In Linux (and some other Unix-like systems) the kernel's random number generator, /dev/random, uses environmental noise to generate random data and is better than many such system call designs. It attempts to estimate the amount of entropy it collects and blocks if the entropy pool is exhausted. It is intended to be, and is widely thought to actually be, better than most such generators, and if so is rather closer to satisfactorily random. But this process will be slow on systems which have few usable noise sources. It can, however, be fed additional entropy by reading from an attached noise generating device.
Linux also provides /dev/urandom which uses a deterministic algorithm to generate the data whenever environmental noise is unavailable. Improved designs, such as the Yarrow algorithm are available. One-time pad key material generated in this way (ie, from deterministic random number generators) lacks the information-theoretic security of a one-time pad. Yarrow offers at least as much strength as a block cipher based on Triple DES.
If a computer used for one-time pad generation is compromised, by a computer virus or other malware or by an adversary gaining physical access, the software can be modified to leak the pad data or generate apparently random data that is in fact predictable. See random number generator attack. One way to reduce this risk is to generate pads on a machine that is never connected to any computer network and preferably not used for any other purpose. Collecting key material on new, blank media (e.g. floppy disks or CD-Rs) eliminates another route for malware infection. If paper pads are to be produced, the printer is best dedicated as well. One approach might be to use an older laptop for OTP generation, purged and rebuilt with a fresh, traceable copy of an open source operating system, such as Linux or BSD. The smaller size would allow it to be easily locked up in a safe when not in use.

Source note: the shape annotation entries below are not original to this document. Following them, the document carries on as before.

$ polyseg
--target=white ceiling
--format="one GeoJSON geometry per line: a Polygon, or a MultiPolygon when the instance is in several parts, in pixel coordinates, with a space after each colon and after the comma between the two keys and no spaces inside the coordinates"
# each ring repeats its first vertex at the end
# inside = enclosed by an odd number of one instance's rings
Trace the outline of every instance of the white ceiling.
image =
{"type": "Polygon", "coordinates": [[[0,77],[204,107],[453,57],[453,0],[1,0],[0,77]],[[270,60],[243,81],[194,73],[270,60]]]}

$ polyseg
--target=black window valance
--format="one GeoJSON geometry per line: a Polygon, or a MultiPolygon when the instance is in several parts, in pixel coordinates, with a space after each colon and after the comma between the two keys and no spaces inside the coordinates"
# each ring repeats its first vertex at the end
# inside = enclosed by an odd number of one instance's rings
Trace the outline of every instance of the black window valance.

One-time pads were originally made without the use of a computer and this is still possible today. The process can be tedious, but if done correctly and the pad used only once, the result is unbreakable.

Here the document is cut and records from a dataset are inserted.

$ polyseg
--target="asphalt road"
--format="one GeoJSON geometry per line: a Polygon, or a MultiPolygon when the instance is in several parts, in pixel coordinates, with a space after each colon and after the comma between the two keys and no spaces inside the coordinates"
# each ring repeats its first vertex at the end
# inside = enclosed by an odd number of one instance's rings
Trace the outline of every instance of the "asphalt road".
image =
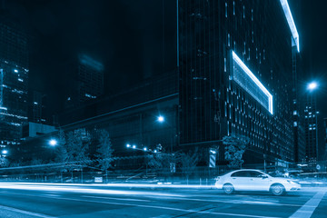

There are two components needed to make a one-time pad: a way to generate letters at random and a way to record two copies of the result. The traditional way to do the latter was to use a typewriter and carbon paper. The carbon paper and typewriter ribbon would then be destroyed since it may be possible for the pad data to be recovered from them. As typewriters have become scarce, it is also acceptable to hand write the letters neatly in groups of five on two part carbonless copy paper sheets, which can be purchased at office supply stores. Each sheet should be given a serial number or some other unique marking.
The simplest way to generate random letters is to obtain 26 identical objects with each letter of the alphabet marked on one object. Tiles from the game Scrabble can be used (as long as only one of each letter is selected). Kits for making name charm bracelets are another possibility. One can also write the letters on 26 pennies with a marking pen. The objects are placed in a box or cup and shaken vigorously, then one object is withdrawn and its letter is recorded. The object is returned to the box and the process is repeated.